Defenses in the NFL are able to disguise things much easier because the hash marks are closer together. In the NCAA they have so much more ground to cover because the hash marks are wider that they are forced to show their hand early and the offense has more time to adjust to that.
There are a lot of NCAA teams that disguise coverages without showing until snap. Penn State is one (I have a packet from Ron Vanderlinden). USC is big on it (more on them later). Greg Robinson does it a ton (Michigan). TCU is another. Va Tech is one of the best. Those are just places I have literature on.

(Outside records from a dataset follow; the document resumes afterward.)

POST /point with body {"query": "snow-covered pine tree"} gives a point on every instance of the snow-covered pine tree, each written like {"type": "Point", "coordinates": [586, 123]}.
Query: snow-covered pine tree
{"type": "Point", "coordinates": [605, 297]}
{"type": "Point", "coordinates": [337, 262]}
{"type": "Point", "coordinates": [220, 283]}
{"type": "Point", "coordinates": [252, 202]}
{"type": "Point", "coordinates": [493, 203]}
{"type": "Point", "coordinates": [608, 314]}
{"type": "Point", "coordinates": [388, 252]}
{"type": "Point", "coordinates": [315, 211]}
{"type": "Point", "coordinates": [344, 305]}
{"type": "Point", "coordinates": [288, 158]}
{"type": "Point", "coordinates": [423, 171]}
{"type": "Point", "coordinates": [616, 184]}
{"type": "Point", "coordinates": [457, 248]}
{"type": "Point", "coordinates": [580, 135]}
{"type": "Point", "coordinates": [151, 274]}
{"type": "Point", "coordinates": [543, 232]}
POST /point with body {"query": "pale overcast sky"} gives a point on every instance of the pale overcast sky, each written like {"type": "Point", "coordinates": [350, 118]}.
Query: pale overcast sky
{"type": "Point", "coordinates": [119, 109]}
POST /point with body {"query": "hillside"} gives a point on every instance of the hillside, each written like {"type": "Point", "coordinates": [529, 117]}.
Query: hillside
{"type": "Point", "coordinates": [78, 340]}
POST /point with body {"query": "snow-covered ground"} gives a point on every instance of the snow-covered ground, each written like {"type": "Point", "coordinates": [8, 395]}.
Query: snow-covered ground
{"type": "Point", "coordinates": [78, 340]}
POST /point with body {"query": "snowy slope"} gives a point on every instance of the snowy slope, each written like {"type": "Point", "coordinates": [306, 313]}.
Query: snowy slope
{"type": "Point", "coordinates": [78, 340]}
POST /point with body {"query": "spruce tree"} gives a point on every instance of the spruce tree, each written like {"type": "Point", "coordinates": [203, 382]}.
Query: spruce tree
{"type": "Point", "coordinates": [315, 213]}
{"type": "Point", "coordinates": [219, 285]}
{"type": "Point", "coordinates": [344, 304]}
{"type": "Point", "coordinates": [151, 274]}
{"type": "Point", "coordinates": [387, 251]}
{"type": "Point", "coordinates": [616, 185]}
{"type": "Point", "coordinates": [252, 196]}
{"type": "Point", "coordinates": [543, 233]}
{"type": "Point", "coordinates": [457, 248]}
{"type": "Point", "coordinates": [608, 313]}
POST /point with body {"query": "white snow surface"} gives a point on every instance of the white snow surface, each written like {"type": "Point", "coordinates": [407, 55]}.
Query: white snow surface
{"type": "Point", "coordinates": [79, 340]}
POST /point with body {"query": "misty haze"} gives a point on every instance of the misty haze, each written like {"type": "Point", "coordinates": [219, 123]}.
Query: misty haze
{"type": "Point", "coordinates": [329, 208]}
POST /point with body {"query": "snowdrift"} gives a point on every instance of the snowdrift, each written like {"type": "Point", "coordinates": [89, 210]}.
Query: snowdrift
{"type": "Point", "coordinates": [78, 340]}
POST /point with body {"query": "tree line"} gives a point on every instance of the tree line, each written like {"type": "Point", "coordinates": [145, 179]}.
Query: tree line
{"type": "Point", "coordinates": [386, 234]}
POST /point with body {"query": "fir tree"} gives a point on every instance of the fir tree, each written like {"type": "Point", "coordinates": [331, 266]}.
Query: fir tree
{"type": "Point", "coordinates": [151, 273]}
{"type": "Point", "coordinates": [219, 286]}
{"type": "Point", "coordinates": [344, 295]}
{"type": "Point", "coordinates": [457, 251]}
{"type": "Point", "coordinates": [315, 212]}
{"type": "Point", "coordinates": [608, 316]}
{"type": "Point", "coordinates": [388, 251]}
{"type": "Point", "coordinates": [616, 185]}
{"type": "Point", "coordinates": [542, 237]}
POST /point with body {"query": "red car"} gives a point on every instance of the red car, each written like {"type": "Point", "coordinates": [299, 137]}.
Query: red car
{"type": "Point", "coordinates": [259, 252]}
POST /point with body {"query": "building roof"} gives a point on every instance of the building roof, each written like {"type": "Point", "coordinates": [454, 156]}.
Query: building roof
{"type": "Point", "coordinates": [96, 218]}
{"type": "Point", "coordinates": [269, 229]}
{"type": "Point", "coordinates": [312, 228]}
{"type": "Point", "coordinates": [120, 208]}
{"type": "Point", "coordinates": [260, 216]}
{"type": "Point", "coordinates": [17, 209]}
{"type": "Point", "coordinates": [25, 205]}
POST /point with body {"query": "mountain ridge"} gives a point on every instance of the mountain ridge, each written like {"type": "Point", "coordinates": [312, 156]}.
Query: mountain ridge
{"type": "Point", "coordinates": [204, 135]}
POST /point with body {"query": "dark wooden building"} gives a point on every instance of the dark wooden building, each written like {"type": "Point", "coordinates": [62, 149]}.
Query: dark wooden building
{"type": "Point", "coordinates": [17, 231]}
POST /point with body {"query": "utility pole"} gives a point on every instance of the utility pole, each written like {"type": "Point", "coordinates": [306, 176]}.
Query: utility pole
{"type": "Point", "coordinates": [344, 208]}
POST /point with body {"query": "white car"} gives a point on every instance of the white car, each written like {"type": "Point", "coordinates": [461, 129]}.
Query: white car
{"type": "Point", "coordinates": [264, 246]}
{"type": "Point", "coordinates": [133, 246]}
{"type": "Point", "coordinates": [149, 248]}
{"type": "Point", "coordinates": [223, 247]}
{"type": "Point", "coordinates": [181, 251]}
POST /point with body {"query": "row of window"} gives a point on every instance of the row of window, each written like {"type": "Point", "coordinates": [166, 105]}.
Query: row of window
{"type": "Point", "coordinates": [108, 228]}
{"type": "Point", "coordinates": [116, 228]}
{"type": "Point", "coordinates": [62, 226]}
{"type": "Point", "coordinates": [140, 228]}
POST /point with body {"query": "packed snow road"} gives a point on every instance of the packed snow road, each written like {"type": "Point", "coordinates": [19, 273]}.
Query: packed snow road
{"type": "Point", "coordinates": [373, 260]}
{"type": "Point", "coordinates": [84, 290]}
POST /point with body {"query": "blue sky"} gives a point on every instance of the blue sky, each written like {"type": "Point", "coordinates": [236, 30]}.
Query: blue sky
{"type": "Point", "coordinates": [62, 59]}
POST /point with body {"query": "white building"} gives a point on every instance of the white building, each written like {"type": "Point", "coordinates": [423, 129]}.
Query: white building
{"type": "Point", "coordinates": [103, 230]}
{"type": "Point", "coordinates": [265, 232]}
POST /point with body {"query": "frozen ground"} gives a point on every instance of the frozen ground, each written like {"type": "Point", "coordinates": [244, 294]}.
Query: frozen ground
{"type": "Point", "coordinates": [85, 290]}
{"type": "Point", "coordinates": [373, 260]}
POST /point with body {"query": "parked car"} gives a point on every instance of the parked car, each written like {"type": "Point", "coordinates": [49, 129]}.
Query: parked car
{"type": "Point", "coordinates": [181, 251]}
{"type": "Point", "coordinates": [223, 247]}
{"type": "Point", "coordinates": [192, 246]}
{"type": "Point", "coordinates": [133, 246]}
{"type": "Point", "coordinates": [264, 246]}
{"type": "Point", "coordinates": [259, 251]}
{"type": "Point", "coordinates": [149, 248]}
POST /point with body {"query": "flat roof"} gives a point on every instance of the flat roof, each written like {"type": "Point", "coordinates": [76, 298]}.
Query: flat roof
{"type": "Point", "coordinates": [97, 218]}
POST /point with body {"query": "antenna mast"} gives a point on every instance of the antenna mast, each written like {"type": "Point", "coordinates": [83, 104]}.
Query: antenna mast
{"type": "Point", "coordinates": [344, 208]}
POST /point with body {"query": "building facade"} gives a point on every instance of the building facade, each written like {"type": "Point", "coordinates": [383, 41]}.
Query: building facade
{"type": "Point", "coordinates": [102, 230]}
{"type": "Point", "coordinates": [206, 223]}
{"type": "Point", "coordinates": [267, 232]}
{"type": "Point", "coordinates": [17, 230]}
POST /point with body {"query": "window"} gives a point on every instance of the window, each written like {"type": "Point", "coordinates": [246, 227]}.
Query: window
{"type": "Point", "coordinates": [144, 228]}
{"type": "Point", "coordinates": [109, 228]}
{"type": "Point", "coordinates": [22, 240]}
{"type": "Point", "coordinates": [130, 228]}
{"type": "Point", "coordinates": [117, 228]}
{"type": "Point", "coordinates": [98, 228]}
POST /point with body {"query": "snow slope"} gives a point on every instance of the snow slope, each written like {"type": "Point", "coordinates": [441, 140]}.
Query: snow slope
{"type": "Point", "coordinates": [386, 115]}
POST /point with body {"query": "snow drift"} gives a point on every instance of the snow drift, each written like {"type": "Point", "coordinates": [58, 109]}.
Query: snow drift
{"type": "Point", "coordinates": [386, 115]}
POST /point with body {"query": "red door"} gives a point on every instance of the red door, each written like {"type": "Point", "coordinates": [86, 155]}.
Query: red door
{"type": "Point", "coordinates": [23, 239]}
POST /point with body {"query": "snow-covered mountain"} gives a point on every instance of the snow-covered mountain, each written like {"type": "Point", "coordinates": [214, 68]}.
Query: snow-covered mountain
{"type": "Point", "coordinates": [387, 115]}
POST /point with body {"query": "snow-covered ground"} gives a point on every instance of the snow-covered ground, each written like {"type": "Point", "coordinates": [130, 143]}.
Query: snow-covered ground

What looks like a 2 shell pre-snap in the NFL can easily turn into a cover 3 or cover 4 when the ball is snapped. Defenses shift around a lot more and bring a wider variety of blitz packages and such.
Just as an example (since I was looking over USC stuff earlier). Carrol's base coverage is Cover 1, spinning a safety down to cover the snap. They base out of the 4-3 (under front) with 2 high safeties, but usually spin one down at the snap based on backfield flow. There's good stuff over at trojanfootballanalysis.com
For the most part the difference between NFL and college offenses is all of the various motions and personel packages (It took Robert Meachum 3 years to get Payton's offense down), as well as having to read more of a defense post-snap as a reciever (and obviously as a QB as well).
Mario Manningham put it best... "In college I only had to read the corner and safety on my side, now I've gotta read the entire secondary plus the LB's."
The NFL does have more window dressing and a wider variety of blitzes. No disputing that. But the process of reading remains the same, there's just more junk to sort through.
There's only so many coverages you can play, and only so many route combinations you can throw together. An NFL team is going to have a larger amount of material, but that doesn't change the basis of the material.